El
hombrecito verde del semáforo estaba enamorado del hombrecito rojo. Fue
amor a primera vista, y eso que aquel primer vistazo sólo duró un
segundo. Lo divisó, se enamoró y el hombrecito rojo, fundiéndose a
negro, se desvaneció. Para cuando regresó, fue el hombrecito verde el
que se marchó.
Ésa era la condena de aquel amor irremediable. Coincidir un momento y perderse. Salir uno y entrar otro. Encenderse el verde y apagarse el rojo. Vienes o voy. Saber que existían pero en tiempos y lugares diferentes. Y no tenerse.
El uno era pasión. El otro, esperanza. Por eso el hombrecito verde
jamás se rindió, por mucho que su vida consistiera en encontrarse
continuamente con el amor para, de inmediato, verlo titilar y
desaparecer.

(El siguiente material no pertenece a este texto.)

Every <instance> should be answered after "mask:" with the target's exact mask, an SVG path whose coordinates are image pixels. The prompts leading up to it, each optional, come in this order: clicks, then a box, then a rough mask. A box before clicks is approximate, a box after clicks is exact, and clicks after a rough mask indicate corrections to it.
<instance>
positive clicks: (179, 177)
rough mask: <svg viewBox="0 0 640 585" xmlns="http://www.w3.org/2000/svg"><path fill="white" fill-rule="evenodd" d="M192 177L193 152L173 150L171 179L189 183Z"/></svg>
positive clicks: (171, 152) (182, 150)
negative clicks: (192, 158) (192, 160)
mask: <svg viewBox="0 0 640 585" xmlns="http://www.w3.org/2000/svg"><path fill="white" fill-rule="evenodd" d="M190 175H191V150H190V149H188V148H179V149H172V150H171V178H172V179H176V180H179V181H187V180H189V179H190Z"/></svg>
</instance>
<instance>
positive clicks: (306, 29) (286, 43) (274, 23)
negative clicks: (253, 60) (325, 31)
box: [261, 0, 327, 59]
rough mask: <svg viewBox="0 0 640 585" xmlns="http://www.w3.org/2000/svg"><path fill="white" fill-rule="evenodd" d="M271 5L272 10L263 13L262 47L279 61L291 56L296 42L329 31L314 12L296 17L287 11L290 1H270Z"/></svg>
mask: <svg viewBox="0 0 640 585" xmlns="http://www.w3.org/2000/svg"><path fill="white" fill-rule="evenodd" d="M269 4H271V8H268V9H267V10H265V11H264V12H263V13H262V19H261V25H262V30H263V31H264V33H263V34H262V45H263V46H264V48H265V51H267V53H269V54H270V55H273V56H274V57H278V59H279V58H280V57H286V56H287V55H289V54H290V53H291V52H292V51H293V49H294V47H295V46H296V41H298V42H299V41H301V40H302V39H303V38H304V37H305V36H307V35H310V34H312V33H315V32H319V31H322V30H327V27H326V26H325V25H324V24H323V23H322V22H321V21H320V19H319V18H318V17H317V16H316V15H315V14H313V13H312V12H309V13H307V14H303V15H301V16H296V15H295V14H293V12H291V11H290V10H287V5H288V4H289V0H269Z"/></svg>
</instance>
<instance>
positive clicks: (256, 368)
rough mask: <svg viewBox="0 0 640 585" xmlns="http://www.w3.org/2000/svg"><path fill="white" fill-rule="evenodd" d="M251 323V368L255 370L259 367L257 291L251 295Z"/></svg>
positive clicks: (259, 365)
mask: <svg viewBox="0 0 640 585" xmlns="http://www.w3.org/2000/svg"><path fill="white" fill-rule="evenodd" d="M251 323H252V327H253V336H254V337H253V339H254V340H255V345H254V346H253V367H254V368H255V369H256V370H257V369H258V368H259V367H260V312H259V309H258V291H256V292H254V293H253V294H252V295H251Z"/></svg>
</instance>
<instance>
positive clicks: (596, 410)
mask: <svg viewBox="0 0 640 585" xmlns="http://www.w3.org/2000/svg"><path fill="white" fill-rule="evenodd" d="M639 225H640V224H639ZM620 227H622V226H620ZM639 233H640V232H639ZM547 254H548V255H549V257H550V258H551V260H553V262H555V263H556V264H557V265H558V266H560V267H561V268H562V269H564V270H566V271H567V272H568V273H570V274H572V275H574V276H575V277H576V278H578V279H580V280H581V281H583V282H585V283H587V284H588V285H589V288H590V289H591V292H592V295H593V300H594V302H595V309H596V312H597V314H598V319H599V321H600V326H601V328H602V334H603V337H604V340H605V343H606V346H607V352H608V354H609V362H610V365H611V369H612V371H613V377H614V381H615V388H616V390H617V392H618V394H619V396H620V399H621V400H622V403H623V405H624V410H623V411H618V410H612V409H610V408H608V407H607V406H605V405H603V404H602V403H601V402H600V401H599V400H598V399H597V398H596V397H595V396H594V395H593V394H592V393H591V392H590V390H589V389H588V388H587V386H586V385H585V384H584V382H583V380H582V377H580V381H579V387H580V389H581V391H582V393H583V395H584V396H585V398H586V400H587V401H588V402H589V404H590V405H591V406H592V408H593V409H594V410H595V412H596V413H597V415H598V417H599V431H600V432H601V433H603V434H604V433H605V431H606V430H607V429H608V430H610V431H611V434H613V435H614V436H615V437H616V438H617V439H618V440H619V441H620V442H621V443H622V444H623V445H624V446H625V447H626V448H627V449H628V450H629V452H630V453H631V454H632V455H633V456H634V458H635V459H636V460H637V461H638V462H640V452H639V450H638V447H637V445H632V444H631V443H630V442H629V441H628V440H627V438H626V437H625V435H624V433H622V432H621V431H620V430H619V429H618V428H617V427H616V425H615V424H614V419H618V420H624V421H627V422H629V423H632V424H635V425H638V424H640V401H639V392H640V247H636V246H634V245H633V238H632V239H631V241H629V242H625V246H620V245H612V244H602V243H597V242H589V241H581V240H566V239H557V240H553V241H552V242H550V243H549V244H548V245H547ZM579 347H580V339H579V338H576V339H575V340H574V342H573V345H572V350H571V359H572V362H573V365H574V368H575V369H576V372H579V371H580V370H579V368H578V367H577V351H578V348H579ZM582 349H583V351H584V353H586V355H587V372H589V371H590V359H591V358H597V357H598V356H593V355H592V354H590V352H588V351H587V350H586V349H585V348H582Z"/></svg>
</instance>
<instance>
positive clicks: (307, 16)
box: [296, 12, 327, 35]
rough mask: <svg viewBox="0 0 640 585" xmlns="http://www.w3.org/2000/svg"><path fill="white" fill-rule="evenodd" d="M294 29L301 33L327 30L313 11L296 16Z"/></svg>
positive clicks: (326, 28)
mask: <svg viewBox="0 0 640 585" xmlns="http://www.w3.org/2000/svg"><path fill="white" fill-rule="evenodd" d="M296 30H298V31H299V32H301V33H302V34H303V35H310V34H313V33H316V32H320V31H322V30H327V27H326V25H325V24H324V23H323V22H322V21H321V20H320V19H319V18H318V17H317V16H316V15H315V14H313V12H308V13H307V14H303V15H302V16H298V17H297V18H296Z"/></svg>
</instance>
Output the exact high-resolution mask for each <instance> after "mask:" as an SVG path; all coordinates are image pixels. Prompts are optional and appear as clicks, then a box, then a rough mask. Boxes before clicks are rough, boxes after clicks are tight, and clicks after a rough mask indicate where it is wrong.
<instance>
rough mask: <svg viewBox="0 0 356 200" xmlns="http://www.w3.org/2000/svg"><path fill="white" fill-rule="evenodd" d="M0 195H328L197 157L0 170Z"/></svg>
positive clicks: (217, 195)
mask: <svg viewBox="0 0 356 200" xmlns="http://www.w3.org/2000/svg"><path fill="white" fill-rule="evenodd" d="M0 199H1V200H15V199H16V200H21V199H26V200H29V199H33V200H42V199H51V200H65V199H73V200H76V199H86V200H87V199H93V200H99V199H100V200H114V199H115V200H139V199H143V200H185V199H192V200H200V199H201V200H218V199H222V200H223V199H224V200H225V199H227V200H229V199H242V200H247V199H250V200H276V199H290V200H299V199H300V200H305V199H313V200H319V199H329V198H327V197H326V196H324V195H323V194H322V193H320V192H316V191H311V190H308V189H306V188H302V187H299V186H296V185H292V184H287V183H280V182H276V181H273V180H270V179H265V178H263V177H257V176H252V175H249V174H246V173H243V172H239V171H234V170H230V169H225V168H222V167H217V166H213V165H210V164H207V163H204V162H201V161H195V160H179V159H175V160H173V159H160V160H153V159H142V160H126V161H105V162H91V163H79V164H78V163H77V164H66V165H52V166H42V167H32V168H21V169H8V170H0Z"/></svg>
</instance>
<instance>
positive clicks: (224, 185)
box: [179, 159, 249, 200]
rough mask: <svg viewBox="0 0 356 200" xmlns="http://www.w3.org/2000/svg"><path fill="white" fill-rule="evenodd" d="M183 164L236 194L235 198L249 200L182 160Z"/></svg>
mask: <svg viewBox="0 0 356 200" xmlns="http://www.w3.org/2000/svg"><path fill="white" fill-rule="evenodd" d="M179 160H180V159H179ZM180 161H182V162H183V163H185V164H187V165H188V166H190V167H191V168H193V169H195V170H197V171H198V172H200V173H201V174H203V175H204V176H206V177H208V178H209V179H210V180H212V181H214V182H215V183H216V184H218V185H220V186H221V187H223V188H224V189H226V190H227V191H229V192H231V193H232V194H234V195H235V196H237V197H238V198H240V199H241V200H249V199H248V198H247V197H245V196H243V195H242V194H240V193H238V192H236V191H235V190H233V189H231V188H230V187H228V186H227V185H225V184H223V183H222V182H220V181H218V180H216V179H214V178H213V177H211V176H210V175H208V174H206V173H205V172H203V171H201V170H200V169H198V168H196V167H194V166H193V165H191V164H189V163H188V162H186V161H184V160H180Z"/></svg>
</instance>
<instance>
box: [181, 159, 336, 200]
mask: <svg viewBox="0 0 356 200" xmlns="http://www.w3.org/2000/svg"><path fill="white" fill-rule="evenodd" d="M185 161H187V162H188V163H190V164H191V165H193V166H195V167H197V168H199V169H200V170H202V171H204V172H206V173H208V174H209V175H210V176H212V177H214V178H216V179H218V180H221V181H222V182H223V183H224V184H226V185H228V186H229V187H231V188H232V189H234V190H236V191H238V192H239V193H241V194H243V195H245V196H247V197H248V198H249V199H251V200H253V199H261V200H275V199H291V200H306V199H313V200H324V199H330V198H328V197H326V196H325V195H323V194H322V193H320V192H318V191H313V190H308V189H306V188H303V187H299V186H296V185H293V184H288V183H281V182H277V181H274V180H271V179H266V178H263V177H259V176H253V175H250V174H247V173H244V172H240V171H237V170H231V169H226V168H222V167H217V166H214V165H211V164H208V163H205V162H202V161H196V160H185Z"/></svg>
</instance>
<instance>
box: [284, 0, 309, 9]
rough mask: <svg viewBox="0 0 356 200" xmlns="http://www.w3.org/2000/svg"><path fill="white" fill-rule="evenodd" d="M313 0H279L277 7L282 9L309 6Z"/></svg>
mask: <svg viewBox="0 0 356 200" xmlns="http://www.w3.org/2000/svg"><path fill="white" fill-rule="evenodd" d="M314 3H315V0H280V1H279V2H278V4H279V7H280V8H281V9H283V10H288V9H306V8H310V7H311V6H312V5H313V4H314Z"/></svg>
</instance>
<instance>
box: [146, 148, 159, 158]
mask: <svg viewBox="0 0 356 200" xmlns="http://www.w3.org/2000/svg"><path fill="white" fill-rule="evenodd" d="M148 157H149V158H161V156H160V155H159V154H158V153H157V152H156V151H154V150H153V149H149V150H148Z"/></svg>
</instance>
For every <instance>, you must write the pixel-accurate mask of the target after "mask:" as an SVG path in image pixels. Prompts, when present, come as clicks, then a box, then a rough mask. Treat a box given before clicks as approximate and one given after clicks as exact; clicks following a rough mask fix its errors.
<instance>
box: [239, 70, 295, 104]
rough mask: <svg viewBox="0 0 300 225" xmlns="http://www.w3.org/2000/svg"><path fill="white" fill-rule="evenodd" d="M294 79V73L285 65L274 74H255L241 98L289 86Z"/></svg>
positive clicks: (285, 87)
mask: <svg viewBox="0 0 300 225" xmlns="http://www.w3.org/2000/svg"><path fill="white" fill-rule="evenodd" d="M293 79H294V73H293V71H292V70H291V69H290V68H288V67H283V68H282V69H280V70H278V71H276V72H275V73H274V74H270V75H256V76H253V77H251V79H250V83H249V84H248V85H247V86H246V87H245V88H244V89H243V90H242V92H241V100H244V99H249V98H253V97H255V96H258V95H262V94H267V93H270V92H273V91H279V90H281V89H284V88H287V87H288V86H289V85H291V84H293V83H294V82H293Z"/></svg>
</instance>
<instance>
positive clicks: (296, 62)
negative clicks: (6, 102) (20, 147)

Uno de esos amores imposibles de los que, con razón, se
duele el mundo.
Hasta que un día un niño vándalo arrojó una piedra
contra la luna roja del semáforo y ésta se rompió. El hombrecito que
vivía en ella cayó en la del hombrecito verde, como un regalo del cielo
envuelto en una lluvia de cristales.
Asustado y tembloroso, el hombrecito rojo dijo:
-Dame asilo.
Y el hombrecito verde respondió:
-Acabas de llegar a casa, cariño.
-Pero la mía se ha roto y estoy triste.
-Yo en cambio estoy feliz, porque al fin estás conmigo, pero mi más sentido bésame.
Aquel día, la plaza de España se paralizó. Los automóviles y los
peatones se quedaron sin saber qué hacer, si cruzar o pararse, testigos
mudos y sobrecogidos de un beso eterno que duró hasta que sobrevino un
parpadeo y la luz naranja se encendió.